A la manière des tests psychologiques de Rorschach, Annette Messager signe à l'encre sur du papier qui sera ensuite plier. Ce geste créera de larges taches noires et leurs formes aléatoires feront naître, à chaque opération, la surprise. La signature disparaît. L'artiste s'inflige cette pratique chaque jour durant un mois. La production d'un court texte, tel un décryptage, sera placé sous l'image. Texte et image, fruit d'une journée, seront encadrés. Les 31 dessins forment un album. Les textes illustrent les taches mettant en scène une vie imaginaire mêlant humour et dérision.

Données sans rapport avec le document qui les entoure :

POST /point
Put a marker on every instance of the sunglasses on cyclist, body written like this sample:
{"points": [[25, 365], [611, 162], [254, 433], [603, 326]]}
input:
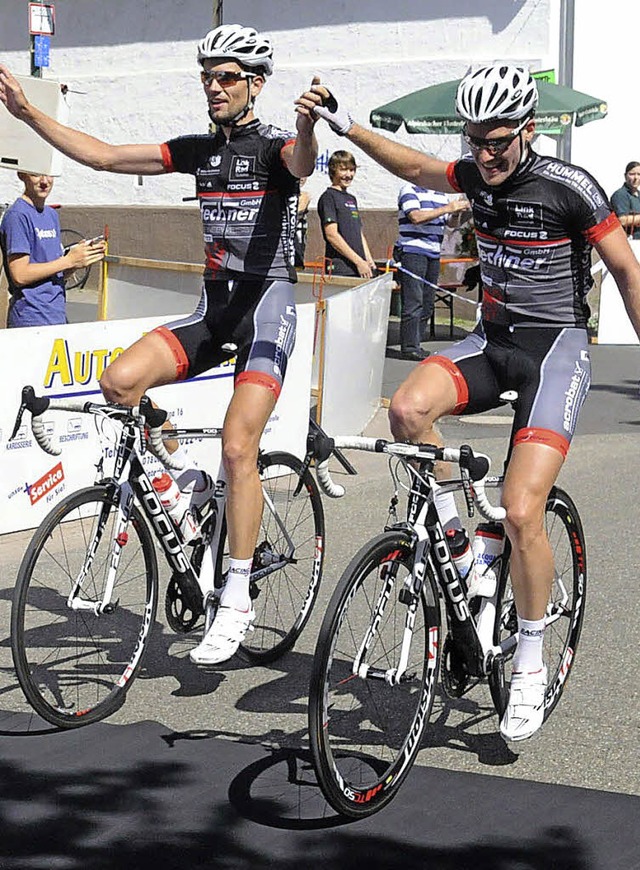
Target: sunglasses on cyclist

« Aujourd'hui je dois me laver les cheveux. Ce personnage aux yeux très noirs et à la chevelure très compliquée, c'est moi, je dois me maquiller et me soigner beaucoup physiquement, ou alors c'est mon cerveau, ma tête qui éclate. Mauvaises et sombres pensées. Regard fixe et sans joie. - dimanche 6 mai »

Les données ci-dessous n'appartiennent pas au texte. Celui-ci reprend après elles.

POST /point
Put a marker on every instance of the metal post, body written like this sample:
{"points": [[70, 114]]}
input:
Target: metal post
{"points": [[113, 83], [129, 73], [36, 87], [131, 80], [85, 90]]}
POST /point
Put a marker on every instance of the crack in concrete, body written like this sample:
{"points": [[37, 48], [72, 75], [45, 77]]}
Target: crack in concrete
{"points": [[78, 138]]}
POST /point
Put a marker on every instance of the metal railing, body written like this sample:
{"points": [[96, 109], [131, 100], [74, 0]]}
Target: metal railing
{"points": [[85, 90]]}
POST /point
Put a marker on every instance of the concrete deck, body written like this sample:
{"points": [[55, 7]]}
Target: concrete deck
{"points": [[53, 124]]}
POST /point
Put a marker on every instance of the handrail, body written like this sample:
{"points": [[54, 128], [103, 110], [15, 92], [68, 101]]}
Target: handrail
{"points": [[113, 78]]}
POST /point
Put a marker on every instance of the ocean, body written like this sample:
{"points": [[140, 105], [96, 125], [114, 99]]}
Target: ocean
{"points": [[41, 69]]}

« Aujourd'hui ma silhouette est tout en haut, 2 serpents veulent me mordre les bras, me prendre. Je ne sens au dessus de tout malgré ces 2 personnes qui me veulent du mal - samedi 12 mai »
Cette pratique répétitive prend la forme d'un rituel aux vertus thérapeutique. Entre images attendues de la femme, stéréotypes et folie, le spectateur est accompagné de sentiments multiples tout au long de sa lecture.

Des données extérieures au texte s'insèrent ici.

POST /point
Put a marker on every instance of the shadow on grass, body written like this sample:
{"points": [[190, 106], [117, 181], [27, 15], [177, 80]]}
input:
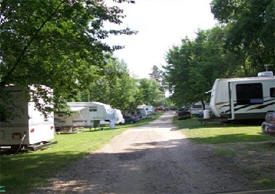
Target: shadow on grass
{"points": [[154, 166], [194, 123], [21, 172]]}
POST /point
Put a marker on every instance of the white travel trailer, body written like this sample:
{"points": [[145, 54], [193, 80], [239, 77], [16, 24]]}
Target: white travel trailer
{"points": [[119, 116], [27, 126], [142, 111], [197, 108], [243, 98], [84, 114]]}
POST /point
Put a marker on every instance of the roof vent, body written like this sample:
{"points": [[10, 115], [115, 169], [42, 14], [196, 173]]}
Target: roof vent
{"points": [[265, 74]]}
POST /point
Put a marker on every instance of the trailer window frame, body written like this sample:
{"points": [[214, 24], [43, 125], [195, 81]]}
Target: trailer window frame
{"points": [[249, 93], [92, 109], [272, 92]]}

L'empreinte est la plus vieille manière au monde de fabriquer des images. Qu'elles soient réalisées par contact ou à distance (photographie), « l'empreinte est une trace laissée d'un corps physique sur une surface ou un autre corps 1. » Comment un procédé aussi ancien a pu autant attirer les artistes contemporains ? Dès lors, en quoi faire une empreinte devient-il un geste artistique ?
1Vocabulaire d'esthétique, Étienne SOURIAU
Créer une image par contact
Les deux œuvres du Musée des Beaux-Arts relèvent de l'empreinte par contact. Dans les deux cas un corps physique (doigt de l'artiste ou feuille) a été en contact avec une surface (boîte en bois ou feuille). L'œuvre de FILLIOU nécessite un contact direct entre le corps de l'artiste et la surface alors que la technique d'Annette MESSAGER ne le permet pas. Le pliage de la feuille s'introduit entre le corps de l'artiste et la surface accueillant l'image en négatif. S'agit-il pour les artistes de créer une image par mimesis ou plutôt par duplication ? Si l'image de l'empreinte digitale est plus fidèle à celle du pouce de l'artiste, la tache à l'origine de l'empreinte de MESSAGER est déformée par la pression exercée par l'artiste. De plus, matrice et empreinte ne font qu'une dans les images d'Annette MESSAGER. L'une étant à l'origine de l'autre et vice et versa.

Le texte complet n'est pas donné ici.